The High Court of England and Wales refused on 31 July the US government’s request to extradite former HSBC trader Stuart Scott from the UK to face fraud charges in New York.
In the decision, Lord Chief Justice Males invoked the forum bar – a rarely used protection introduced into the UK Extradition Act in 2013 – to reject the US government’s 31 January extradition request.
“It’s a lesson to extradition lawyers that the forum bar doesn’t just apply in cases of hackers who might generate public sympathy, but also to individuals in white-collar matters,” Andrew Smith, at Corker Binning in London, told GIR.
“US prosecutors will have to get smarter about extradition and more clearly identify US victims and how the conduct harmed a US institution to avoid falling into the same trap,” Smith said.

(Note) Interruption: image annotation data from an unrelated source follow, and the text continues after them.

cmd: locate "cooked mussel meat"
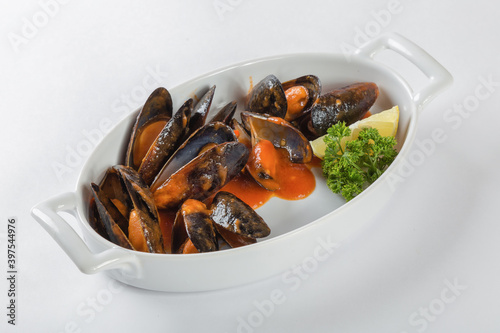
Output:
[282,75,321,121]
[125,87,172,170]
[209,101,238,125]
[241,111,313,163]
[187,86,215,136]
[246,74,287,118]
[153,142,249,208]
[210,191,271,238]
[91,165,164,253]
[311,82,379,137]
[172,191,271,253]
[139,98,193,185]
[151,122,236,191]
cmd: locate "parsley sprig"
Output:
[322,122,397,201]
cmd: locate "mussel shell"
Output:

Andrew additionally commented:
“Anyone who thought that the Lauri Love case was a one-off was mistaken. Most of the harm in Mr Scott’s case took place in the UK and Mr Scott has numerous personal connections to the UK. His case demonstrates that the “forum bar” has real teeth – and the High Court are willing to use it against one of our oldest allies. It is a clear rebuke to the infamously long arm of the US law.”